The EPP is expected to remain the largest party in the European Parliament after the May 2019 elections, although could suffer losses, and would need coalition partners to set up a majority in the parliament.
After the elections, it is then up to EU leaders to choose the president of the European Commission and thus far they have not committed to automatically choosing the leader of the EP's majority.
Weber told reporters that EU leaders need to respect the will of the people.
Germany's Angela Merkel and other EU leaders have all backed Weber, a conservative compared to Stubb's more liberal approach.
Weber, whose task is now to take on populists and anti-establishment parties - which are expected to gain more seats in the election - also said he wants to defend Europe's Christian heritage.
But Weber ruled out forging an alliance with populists in the European parliament to secure a majority after May.
The so-called Spitzenkandidaten process (German for 'lead candidate') was created to galvanise voters for the European election in 2014.
Polls after that election said that less than five percent of voters actually felt inspired by the Spitzenkandidaten process, but an internal EPP poll now said that now stands at 17 percent, an EPP source said - admitting that the hike in voters' interest is also due to the EU-wide economic and migration crises.
Weber vs Timmermans vs X?
Weber will run against Dutch commissioner, the Social Democrat Frans Timmermans, who is expected to be endorsed by the socialist European political family, and the liberals have - so far - not put forward a united candidate under the process.

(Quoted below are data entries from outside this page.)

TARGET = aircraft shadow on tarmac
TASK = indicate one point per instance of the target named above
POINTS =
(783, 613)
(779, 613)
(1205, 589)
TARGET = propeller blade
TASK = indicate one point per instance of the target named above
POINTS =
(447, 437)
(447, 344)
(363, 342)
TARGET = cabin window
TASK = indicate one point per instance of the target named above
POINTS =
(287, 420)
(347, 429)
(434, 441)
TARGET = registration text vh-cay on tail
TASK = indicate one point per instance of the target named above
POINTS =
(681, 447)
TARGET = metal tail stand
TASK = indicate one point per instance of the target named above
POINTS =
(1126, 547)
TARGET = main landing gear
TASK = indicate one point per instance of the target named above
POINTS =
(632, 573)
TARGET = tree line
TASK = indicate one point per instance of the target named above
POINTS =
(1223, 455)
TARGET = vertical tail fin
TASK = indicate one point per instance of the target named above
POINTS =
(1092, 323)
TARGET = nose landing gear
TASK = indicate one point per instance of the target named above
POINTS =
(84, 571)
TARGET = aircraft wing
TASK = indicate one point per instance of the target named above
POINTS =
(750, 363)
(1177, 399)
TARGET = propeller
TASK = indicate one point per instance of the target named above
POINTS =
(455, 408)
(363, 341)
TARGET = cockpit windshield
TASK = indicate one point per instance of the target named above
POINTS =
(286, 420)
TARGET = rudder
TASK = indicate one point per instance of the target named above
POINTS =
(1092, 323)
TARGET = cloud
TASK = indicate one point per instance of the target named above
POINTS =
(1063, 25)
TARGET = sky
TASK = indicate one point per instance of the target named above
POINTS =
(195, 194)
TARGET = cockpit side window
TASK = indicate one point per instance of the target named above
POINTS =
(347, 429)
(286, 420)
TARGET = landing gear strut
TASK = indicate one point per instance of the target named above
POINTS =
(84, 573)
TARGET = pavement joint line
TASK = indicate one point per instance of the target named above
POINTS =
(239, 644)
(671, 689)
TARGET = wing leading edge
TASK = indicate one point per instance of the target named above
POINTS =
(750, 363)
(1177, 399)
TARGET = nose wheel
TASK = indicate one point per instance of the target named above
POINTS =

EPP delegates took pride in being the only large party organising a competition for the lead candidate position, while other parties complain that the process is designed to favour the EPP - which is this way can secure the commission presidency.
"My congratulations to Manfred Weber, but it will be a tough race. The EPP of Mr Orban and Mr Kurz is no longer a reliable partner for Europe," leader of the socialist group leader in the parliament, Udo Bullman tweeted referring to the two EPP leaders, Hungary's Viktor Orban and Austria's Sebastian Kurz, with a hardline anti-immigration stance.
Criticism of Macron
Liberals, who are meeting in Madrid on Thursday, are expected to create an alliance with Emmanuel Macron. The French president has been attacked several times at the conservative congress.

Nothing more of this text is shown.